Real-time flood mapping on basis of Twitter and DEM
During a flood it is often difficult to obtain accurate and real-time information about the extent of the flood and the people affected. This information is important, particularly for crisis relief organisations, in terms of further reducing risks and taking the right measures. In a joint study, two Dutch organisations – Deltares and Floodtags – have developed a proof of concept to derive real-time flood-extent maps based on tweets about floods.

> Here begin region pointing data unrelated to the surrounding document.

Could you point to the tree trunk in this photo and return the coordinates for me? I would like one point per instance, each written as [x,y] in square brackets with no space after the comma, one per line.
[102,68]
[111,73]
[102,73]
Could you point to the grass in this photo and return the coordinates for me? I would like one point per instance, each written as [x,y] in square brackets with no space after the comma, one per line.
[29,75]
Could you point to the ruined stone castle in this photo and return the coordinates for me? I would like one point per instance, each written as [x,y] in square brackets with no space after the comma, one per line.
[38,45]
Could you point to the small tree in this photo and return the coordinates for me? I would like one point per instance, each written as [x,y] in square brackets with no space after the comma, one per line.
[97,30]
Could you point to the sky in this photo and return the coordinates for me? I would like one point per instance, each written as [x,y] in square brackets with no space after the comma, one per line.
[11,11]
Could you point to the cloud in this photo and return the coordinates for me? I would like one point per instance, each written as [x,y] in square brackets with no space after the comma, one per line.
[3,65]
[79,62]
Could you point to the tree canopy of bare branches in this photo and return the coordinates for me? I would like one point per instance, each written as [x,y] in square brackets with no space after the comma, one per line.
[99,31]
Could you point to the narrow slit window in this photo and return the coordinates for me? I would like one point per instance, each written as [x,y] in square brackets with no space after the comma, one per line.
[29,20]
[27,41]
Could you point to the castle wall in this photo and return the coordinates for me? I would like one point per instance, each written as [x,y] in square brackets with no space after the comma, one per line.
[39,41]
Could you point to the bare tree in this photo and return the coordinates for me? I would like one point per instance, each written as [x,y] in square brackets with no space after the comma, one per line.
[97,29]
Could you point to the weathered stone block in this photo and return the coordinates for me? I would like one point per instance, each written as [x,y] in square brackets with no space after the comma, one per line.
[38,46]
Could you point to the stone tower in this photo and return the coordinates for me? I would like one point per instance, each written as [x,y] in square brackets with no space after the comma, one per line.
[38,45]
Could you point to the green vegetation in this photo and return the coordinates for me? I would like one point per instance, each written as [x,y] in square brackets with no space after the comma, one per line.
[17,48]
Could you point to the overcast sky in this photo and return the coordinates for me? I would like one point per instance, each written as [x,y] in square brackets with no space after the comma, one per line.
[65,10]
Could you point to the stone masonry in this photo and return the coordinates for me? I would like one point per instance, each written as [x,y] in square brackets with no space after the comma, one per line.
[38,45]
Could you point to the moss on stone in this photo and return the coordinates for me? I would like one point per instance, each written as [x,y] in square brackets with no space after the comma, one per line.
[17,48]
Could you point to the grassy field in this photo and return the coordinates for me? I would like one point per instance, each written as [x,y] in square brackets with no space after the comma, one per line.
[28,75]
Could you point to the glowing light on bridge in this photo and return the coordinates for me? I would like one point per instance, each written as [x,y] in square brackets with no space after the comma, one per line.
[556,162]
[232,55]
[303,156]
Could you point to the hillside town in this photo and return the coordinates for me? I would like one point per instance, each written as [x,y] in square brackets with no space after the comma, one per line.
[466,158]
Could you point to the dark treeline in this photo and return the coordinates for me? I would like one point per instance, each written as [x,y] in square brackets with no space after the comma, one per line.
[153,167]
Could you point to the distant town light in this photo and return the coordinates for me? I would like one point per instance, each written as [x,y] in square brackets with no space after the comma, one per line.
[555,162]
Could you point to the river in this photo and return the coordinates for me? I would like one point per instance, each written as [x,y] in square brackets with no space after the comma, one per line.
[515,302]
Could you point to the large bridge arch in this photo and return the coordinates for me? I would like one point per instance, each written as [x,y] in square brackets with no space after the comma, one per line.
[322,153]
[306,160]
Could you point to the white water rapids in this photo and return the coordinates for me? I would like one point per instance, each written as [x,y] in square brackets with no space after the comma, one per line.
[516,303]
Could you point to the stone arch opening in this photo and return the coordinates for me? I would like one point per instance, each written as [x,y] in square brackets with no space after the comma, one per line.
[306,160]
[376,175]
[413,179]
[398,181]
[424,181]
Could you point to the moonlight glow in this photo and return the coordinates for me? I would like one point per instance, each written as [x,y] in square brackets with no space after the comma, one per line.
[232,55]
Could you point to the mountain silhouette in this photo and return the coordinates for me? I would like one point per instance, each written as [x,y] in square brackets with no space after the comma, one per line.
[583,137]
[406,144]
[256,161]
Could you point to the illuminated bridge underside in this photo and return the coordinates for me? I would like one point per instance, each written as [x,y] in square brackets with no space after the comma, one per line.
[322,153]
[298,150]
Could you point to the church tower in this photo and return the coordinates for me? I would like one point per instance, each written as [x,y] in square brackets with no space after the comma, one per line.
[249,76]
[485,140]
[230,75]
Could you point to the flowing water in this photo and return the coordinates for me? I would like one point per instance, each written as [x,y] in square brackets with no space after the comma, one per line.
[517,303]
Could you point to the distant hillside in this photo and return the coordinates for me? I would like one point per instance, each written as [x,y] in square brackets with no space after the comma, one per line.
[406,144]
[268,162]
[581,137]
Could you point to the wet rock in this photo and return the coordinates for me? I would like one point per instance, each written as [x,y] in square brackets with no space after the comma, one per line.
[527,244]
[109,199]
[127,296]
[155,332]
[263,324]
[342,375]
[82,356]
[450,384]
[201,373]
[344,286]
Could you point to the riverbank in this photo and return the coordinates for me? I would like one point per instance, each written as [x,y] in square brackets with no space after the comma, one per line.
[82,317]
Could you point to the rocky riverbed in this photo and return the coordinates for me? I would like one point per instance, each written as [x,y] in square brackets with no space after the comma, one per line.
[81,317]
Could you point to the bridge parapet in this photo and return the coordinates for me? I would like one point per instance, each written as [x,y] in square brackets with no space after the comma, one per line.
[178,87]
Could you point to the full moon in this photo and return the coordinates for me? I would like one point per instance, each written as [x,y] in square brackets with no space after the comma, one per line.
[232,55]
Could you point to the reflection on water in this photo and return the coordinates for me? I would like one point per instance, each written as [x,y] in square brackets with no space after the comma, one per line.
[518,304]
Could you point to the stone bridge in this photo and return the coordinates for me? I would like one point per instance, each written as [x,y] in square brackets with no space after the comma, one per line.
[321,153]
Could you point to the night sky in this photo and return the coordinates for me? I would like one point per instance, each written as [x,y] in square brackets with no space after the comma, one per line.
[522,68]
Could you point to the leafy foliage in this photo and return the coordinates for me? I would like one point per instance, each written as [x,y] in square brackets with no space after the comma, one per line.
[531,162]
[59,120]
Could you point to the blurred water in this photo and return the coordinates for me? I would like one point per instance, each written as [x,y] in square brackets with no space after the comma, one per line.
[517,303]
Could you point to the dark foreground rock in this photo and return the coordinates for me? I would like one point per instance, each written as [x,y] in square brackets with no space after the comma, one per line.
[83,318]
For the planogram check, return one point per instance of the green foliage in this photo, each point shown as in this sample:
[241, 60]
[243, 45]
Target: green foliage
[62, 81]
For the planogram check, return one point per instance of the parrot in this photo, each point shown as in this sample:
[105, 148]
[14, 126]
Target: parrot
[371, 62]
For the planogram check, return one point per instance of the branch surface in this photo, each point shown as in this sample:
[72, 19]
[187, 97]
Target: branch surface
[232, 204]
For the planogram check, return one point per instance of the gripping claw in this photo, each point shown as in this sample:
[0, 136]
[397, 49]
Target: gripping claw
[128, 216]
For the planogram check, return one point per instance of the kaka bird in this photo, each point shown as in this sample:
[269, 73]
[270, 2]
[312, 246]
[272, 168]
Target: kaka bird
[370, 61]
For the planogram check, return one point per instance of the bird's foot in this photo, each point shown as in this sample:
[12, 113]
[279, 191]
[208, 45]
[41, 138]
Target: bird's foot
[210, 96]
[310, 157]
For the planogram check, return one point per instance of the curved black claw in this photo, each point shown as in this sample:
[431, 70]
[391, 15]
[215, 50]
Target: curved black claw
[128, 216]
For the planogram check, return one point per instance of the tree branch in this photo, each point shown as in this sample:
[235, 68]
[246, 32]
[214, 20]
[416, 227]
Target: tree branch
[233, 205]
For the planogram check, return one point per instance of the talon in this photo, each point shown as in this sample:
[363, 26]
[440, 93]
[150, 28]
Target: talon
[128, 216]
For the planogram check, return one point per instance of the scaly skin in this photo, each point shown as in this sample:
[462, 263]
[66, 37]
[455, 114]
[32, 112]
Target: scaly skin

From big data to real-time flood maps
At present, flood-extent maps are derived from a limited number of sources, such as satellite images, areal images, ground observations, hydrodynamic models and post-flooding flood marks. This information is usually supplied after the event. However, it still remains difficult to obtain accurate real-time flood-extent maps. The emergence of social media has provided us with a new data source that contains large numbers of real-time observations from local people.
Pilot in Jakarta
In the city of Jakarta, the Twitter capital of the world, the intensity of unique flood-related tweets during a flood peaked at almost 900 tweets a minute during floods in February 2015. A significant number of these tweets include information about water depth and location. However, uncertainties arise because water-depth observations are generally rough estimates. If disaster managers are to use this cloud of observations, the data need to be filtered, enriched, validated and transformed into easily interpretable flood-extent maps. FloodTags and Deltares developed a procedure to use the thousands of observations generated by the social media. By applying statistics and using hydrodynamic corrected Digital Elevation Maps, they created real-time flood-extent maps for Jakarta. The real-time flood-extent maps provided a good comparison with ground-truth photographs in most neighbourhoods in Jakarta. This method can be scaled easily for any place in the world with enough Twitter activity.
Crisis managers can take more effective decisions
When implemented in an operational warning system, the method will create real-time maps based on tweets that people have sent a minute previously. The maps are also useful in the post-flood phase for the calibration of hydrodynamic flood models and for insurance companies to obtain rapid information about areas where damage has occurred.